Executing a Successful Strategy

"Based on our fully funded status, the broader range of products we now offer compared to last year, the greater reach and depth of our fiber optic network and the opportunity to bundle and cross-sell our services to our more than 600 customers, we are well-positioned to achieve our targets for 2001," said Mr. Johansson.

Mr. Johansson also stated, "Carrier1 will continue to focus on our distinctive strategy of outsourcing end-user-ready services to large communication users and delivering high-quality value-added and broadband solutions. Our commercial success will be based on our high-quality pan-European network, our competitive cost structure, and our extensive customer base supported by a sound, fully funded financial position."

About Carrier1

Carrier1 International S.A. is a leading European provider of end-to-end Internet, voice, bandwidth, data center, and access solutions to large users of communication services. Carrier1 provides its clients with carrier-grade transport and network solutions as well as end-user ready value added services. Carrier1 customers brand and market these solutions and services to their respective end-users. The Carrier1 pan-European, inter-city fiber network connects 13 countries and currently spans over approximately 14,000 contracted route kilometers, connecting points-of-presence in 25 European cities. Carrier1 is operational in all 13 countries and has secured all the necessary interconnects and operational licenses that allow it to provide network solutions and end-user-ready, value-added services. Carrier1 has completed 2 metro ring fiber networks and is currently constructing 11 metro ring fiber networks and expanding two existing metro fiber networks. Carrier1 plans to build/acquire additional city-ring fiber networks. Carrier1 has space available for service in data center facilities and these co-location facilities are marketed under the name ClearSpace.

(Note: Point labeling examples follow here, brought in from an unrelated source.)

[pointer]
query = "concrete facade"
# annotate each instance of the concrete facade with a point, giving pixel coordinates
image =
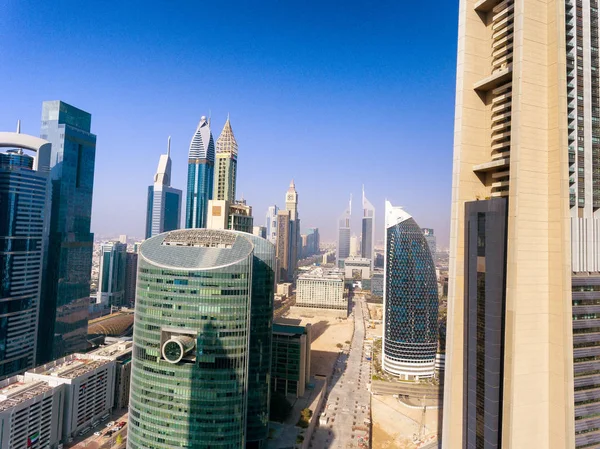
(510, 142)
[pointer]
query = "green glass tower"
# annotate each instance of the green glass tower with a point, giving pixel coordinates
(192, 340)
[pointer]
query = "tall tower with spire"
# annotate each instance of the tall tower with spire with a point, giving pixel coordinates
(164, 202)
(201, 164)
(225, 165)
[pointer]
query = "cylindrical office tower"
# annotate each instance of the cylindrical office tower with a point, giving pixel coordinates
(410, 299)
(261, 338)
(189, 385)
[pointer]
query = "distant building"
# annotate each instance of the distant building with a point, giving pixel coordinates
(260, 231)
(343, 242)
(225, 165)
(163, 212)
(322, 289)
(120, 353)
(111, 281)
(201, 161)
(89, 389)
(66, 282)
(430, 238)
(271, 224)
(24, 220)
(410, 301)
(225, 215)
(357, 265)
(368, 230)
(290, 367)
(31, 412)
(130, 278)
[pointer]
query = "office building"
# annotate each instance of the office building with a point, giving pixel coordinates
(290, 368)
(368, 230)
(111, 280)
(31, 412)
(225, 165)
(197, 338)
(295, 243)
(359, 267)
(431, 242)
(24, 221)
(524, 218)
(282, 247)
(225, 215)
(130, 278)
(410, 300)
(343, 242)
(66, 282)
(201, 162)
(120, 353)
(163, 209)
(260, 231)
(322, 289)
(88, 389)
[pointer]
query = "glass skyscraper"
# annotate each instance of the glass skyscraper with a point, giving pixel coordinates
(24, 216)
(193, 341)
(410, 299)
(201, 162)
(65, 299)
(163, 212)
(111, 279)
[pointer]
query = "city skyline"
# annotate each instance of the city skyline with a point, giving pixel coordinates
(387, 104)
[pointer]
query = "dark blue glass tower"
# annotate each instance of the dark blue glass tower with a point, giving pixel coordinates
(23, 232)
(410, 299)
(64, 307)
(201, 163)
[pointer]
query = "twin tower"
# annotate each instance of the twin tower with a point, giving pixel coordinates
(211, 175)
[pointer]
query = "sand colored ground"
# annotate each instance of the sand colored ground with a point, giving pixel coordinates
(394, 424)
(327, 332)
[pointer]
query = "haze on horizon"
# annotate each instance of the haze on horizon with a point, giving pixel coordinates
(331, 97)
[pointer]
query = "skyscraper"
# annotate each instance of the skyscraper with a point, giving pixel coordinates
(343, 243)
(410, 299)
(225, 165)
(368, 230)
(163, 212)
(193, 362)
(291, 204)
(525, 108)
(24, 221)
(271, 224)
(130, 278)
(201, 161)
(111, 280)
(430, 237)
(66, 284)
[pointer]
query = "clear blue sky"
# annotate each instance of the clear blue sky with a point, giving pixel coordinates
(332, 94)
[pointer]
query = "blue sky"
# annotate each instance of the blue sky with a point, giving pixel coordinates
(332, 94)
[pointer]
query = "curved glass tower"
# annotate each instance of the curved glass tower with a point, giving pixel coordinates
(189, 385)
(410, 299)
(201, 165)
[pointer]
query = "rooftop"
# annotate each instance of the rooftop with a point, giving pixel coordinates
(197, 249)
(17, 389)
(69, 367)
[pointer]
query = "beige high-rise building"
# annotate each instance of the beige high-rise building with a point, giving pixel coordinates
(519, 98)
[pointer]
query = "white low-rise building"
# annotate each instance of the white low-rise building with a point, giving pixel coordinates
(89, 384)
(31, 413)
(322, 289)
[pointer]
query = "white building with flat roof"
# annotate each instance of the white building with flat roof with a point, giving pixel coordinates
(31, 413)
(322, 289)
(89, 384)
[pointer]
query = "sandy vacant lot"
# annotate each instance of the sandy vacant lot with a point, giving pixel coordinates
(394, 424)
(327, 332)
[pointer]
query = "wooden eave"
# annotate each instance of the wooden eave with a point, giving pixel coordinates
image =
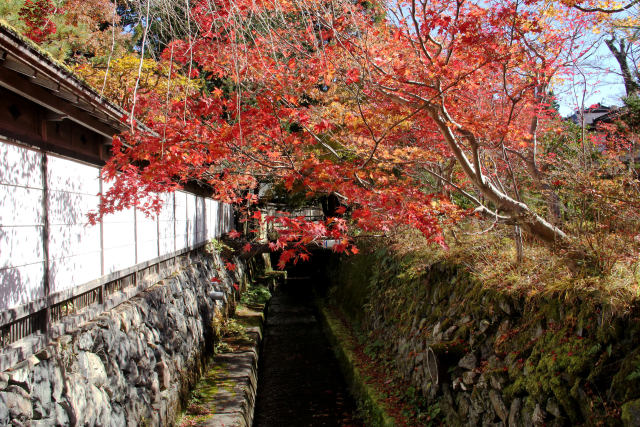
(32, 74)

Forward Looking Statement:

The information contained in this press release contains "forward-looking statements" within the meaning of the U.S. federal securities laws. These statements include those relating to (i) the company being fully funded, (ii) its financial strength to pursue its business strategy, (iii) the support of Providence Equity Partners for the Company, (iv) its 2001 year-end and first quarter forecasts as to revenue and the percentage thereof representing data service related revenues, as to its 2001 capital expenditure, and as to its EBITDA, and (v) its network being sufficient to meet future demand. These statements are based on the current expectations of the management of Carrier1 International S.A., and performance is subject to risks, uncertainties and other factors that could cause actual results to differ materially from these statements. Such risks include, but are not limited to, adverse regulatory, technological or competitive developments, decline in demand for the Company's services or products, inability to timely develop and introduce new technologies, products and services, pressure on pricing resulting from competition, unforeseen construction delays, and failure to receive on a timely basis necessary permits or other governmental approvals, and failure to obtain any necessary financing if management's business plan assumptions are not met, and failure of third parties with whom the Company has contracted including for the supply or maintenance of infrastructure components. For a more detailed discussion of these risks, uncertainties and other factors affecting the Company, please refer to the Company's prospectus and reports on Forms 10-K, 10-Q and 8-K filed with the U.S. Securities and Exchange Commission, including its 10-K for the year ended December 31, 2000 and 1999 and its 10-Qs for the 3-month period ended March 31, 2000, the 3-month period ended June 30, 2000 and the 3-month period ended September 30, 2000. Corresponding filings are available at the Frankfurt Stock Exchange.